Canada's usage of cheques is slightly less than that of the USA. The Interac system, which allows instant fund transfers via magnetic strip and PIN, is widely used by merchants to the point that very few brick and mortar merchants accept cheques anymore. The system appears to have far lower fees than credit cards for merchants and therefore many merchants accept Interac debit payments but not credit card payments, even though most Interac terminals can support credit card payments. Banks also facilitate transfers between accounts within their own institutions, or for a ~$1.50 fee between any two bank customers via the Interac system, however, neither feature has really caught on. Cheques are still widely used for government cheques, payroll, rent and utility bill payments, though direct account deposits and online/telephone bill payments are catching on.

Fraud (identity theft) via cheques

Since cheques include significant personal information (name, account number, signature and in some countries the address of the account holder), they can be used for fraud, specifically identity theft.


Spelling differences

In the United States the word is spelled "check", whereas the British spelling is "cheque". The two words are phonetically identical.
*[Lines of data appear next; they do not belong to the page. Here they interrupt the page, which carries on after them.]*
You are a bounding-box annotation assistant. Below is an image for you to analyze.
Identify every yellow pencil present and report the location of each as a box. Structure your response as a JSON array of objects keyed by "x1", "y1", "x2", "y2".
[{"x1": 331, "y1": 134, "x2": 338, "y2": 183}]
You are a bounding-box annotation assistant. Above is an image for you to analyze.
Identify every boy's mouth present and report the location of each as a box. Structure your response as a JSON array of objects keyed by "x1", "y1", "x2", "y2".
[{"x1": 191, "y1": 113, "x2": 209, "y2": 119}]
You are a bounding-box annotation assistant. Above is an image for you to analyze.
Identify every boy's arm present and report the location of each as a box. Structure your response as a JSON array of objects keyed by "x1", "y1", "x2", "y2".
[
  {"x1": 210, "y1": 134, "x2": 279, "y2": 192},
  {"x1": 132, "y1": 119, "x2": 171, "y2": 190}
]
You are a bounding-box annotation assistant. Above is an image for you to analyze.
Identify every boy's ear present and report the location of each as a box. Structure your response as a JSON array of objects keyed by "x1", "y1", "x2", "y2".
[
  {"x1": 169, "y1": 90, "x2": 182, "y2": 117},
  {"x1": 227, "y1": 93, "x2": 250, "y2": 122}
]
It is occasionally excluded because it is considered a contraction of the word Exchequer. It is originally Persian / Arabic (as noted above) and was incorporated directly.

See also

Footnotes

  1. ^ Although cheques are regulated in most countries as negotiable instruments, in many countries they are not actually negotiable, viz., the payee cannot endorse the cheque in favour of a third party. Payers could usually designate a cheque as being payable to a named payee only by "crossing" the cheque, thereby designating it as account payee only, but in an effort to combat financial crime, many countries have provided by a combination of law and regulation that all cheques should be treated as crossed, or account payee only, and are not negotiable.